/Colombia to Reopen Its Borders to International Flights Starting Sept. 21

Colombia to Reopen Its Borders to International Flights Starting Sept. 21

With a population of 49 million, Colombia ranks sixth in the world for COVID-19, with 716,319 cases, as reported by the Johns Hopkins Coronavirus Resource Center. But the South American nation will gradually restart international flights beginning Sept. 21, the Minister of Transport Angela Maria Orozco announced last Thursday, according to Reuters.

International flights have been grounded since March in response to coronavirus concerns, with borders — including those by land, sea, and river — still closed. While the exact timeline and process has yet to be announced, Orozco said in a statement, “International flights will restart with a gradual first phase which will be announced shortly,” Reuters reports.

She added that destination countries, airport capacities, and airline interest will all play a role in which flights start up. Colombian President Iván Duque Márquez had previously announced reopening 15 airports in September, according to the International Air Transport Association.
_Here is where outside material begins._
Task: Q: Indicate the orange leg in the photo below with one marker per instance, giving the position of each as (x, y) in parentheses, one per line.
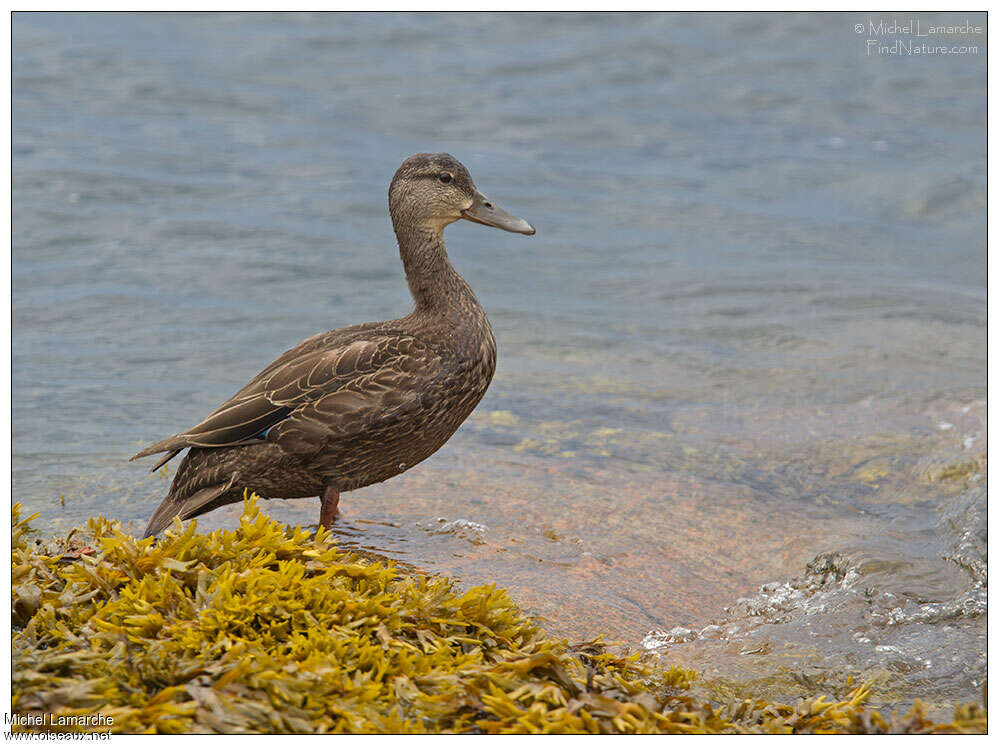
(327, 511)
City view of beautiful Medellin Colombia

To attempt to control the spread of COVID-19, Colombia entered a nationwide lockdown with stay-at-home orders in place for more than four months, eventually easing them on Sept. 1, while a national sanitation emergency remains until at least Nov. 1.

Border closures, as well as restrictions on leisure travel within the country, have had a profound effect on the nation’s growing tourism market, especially in Bogota and Cartagena, which have seen a rise in popularity in recent years.

Despite the Sept. 21 date being announced for international flights, the land and sea borders will remain closed until at least Oct. 1, Reuters reports. Colombian news site Semana reported that the first international flight leaving Colombia will be to Miami/Fort Lauderdale on Spirit Airlines. The flight is currently bookable for Sept. 19, and the first bookable reverse route departs on Sept. 26.

The State Department currently still has a Level 4 “Do Not Travel” advisory for Colombia, issued on Aug. 6. It states, “Do not travel to Colombia due to COVID-19. Exercise increased caution in Colombia due to crime, terrorism and kidnapping. Some areas have increased risk,” advising potential travelers to read the entire advisory before proceeding.